Et Murph sortit d'un pas ferme, le visage impassible.

Un moment de silence suivit son départ.

Alors Clémence songea en rougissant qu'elle était chez Rodolphe, seule avec lui. Le prince s'approcha d'elle et lui dit presque timidement:

—Si je choisis ce jour, ce moment, pour vous faire un aveu sincère, c'est que la solennité de ce jour, de ce moment, ajoutera encore à la gravité de cet aveu. Depuis que je vous ai vue, je vous aime. Tant que j'ai dû cacher cet amour, je l'ai caché: maintenant vous êtes libre, vous m'avez rendu ma fille, voulez-vous être sa mère?

—Moi, monseigneur! s'écria Mme d'Harville. Que dites-vous?

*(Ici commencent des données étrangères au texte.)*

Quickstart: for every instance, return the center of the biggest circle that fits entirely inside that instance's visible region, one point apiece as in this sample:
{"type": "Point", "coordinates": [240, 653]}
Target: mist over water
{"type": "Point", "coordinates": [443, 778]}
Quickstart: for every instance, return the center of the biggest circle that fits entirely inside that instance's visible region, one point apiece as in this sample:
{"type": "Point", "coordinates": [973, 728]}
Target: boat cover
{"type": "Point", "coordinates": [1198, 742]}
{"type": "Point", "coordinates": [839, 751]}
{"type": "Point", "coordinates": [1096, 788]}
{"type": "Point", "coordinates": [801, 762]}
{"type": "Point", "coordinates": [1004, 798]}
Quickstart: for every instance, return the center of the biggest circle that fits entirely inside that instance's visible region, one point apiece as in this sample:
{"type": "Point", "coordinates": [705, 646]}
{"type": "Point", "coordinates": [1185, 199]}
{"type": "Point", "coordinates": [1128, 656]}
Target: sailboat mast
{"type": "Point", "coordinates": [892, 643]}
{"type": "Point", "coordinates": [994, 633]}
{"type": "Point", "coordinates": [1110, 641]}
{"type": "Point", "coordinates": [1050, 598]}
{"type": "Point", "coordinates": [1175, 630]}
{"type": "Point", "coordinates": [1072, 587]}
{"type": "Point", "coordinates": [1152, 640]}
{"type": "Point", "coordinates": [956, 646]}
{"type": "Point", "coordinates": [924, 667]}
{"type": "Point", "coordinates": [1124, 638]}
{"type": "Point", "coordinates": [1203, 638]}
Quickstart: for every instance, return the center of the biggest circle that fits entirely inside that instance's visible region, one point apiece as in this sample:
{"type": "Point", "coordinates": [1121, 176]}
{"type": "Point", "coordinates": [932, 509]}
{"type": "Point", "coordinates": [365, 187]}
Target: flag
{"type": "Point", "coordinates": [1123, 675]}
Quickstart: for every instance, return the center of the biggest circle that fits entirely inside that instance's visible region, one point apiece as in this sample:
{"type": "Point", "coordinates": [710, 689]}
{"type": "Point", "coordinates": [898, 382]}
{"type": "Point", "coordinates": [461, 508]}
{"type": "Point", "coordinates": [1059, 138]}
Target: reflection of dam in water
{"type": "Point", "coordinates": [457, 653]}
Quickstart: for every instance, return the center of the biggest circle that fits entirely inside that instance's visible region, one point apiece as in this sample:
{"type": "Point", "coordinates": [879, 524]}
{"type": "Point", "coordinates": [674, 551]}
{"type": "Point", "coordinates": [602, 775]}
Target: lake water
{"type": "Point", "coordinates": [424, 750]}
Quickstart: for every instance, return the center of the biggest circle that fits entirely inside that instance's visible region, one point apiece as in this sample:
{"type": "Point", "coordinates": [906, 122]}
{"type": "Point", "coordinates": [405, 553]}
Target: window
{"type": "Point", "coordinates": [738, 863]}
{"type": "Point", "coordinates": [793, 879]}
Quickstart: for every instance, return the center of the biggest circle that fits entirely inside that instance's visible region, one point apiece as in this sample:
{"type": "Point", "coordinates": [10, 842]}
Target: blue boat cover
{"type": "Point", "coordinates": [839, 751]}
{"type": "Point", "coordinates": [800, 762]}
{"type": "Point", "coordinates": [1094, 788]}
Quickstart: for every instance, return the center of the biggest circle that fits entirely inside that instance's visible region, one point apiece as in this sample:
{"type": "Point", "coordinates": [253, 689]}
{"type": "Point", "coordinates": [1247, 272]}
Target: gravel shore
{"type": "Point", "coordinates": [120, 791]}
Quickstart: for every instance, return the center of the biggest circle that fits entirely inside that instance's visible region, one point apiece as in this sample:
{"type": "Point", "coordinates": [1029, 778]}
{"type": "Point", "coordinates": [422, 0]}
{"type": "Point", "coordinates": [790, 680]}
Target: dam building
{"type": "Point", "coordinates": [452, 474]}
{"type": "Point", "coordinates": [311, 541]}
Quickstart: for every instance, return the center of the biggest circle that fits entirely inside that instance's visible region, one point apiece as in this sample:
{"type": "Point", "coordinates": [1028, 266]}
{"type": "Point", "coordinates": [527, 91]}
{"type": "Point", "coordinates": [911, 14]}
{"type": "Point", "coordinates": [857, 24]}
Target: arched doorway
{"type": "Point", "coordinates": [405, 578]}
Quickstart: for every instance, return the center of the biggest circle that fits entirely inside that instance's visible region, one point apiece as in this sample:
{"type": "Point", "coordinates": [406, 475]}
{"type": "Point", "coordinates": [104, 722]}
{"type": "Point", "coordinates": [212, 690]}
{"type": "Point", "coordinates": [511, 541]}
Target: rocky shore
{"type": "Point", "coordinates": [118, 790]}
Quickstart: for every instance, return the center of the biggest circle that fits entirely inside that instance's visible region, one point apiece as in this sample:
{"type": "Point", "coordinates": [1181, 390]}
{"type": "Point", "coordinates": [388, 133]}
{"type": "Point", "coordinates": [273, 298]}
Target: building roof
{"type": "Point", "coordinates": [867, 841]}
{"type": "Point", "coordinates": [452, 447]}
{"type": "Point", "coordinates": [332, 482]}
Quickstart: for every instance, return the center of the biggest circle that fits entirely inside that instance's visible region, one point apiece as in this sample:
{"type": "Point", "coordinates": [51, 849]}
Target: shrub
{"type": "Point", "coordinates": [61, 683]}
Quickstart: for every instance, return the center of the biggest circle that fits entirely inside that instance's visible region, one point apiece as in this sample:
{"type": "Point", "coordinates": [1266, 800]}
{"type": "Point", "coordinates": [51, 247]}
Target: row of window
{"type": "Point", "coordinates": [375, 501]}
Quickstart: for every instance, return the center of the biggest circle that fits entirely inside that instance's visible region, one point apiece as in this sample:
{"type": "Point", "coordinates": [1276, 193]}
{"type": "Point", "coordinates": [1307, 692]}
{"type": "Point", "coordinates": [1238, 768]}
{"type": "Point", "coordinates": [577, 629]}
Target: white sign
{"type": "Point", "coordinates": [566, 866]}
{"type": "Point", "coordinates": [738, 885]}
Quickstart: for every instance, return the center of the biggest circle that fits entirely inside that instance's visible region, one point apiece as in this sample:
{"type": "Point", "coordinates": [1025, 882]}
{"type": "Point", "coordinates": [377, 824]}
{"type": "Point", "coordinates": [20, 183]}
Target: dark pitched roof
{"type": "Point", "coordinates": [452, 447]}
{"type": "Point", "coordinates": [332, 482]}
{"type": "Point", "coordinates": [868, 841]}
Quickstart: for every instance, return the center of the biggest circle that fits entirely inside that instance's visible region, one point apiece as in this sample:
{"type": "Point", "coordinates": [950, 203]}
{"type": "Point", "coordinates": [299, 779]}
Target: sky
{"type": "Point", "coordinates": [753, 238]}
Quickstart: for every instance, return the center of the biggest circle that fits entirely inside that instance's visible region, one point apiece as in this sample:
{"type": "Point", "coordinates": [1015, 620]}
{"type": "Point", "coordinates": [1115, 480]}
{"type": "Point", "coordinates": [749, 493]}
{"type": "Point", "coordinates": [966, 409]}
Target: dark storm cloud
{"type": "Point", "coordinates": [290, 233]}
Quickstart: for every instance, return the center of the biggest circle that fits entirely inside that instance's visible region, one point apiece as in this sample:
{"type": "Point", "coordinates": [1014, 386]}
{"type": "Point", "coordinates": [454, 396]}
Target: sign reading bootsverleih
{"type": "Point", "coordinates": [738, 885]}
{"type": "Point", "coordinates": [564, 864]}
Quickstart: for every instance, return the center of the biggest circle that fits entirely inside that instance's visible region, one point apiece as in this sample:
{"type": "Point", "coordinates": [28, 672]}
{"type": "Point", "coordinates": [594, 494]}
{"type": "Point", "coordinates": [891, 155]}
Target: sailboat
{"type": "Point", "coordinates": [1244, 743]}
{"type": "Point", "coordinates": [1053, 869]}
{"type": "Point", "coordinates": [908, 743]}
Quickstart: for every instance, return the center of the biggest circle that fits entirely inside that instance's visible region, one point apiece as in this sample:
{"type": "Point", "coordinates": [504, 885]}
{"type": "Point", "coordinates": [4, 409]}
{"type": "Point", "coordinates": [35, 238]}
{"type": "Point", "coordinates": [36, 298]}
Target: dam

—Je vous en supplie, ne me refusez pas; faites que ce jour décide du bonheur de toute ma vie, reprit tendrement Rodolphe.

Clémence aussi aimait le prince depuis longtemps avec passion; elle croyait rêver: l'aveu de Rodolphe, cet aveu à la fois si simple, si grave et si touchant, fait dans une telle circonstance, la transportait d'un bonheur inespéré; elle répondit en hésitant:

—Monseigneur, c'est à moi de vous rappeler la distance de nos conditions, l'intérêt de votre souveraineté.

—Laissez-moi songer avant tout à l'intérêt de mon cœur, à celui de ma fille chérie; rendez-nous bien heureux, oh! bien heureux, elle et moi; faites que moi, qui tout à l'heure étais sans famille, je puisse maintenant dire ma femme, ma fille; faites enfin que cette pauvre enfant qui, elle aussi tout à l'heure était sans famille, puisse dire... mon père, ma mère, ma sœur, car vous avez une fille qui deviendra la mienne.

—Ah! monseigneur, à de si nobles paroles on ne peut répondre que par des larmes de reconnaissance, s'écria Clémence. Puis, se contraignant, elle ajouta: Monseigneur, on vient, c'est votre fille.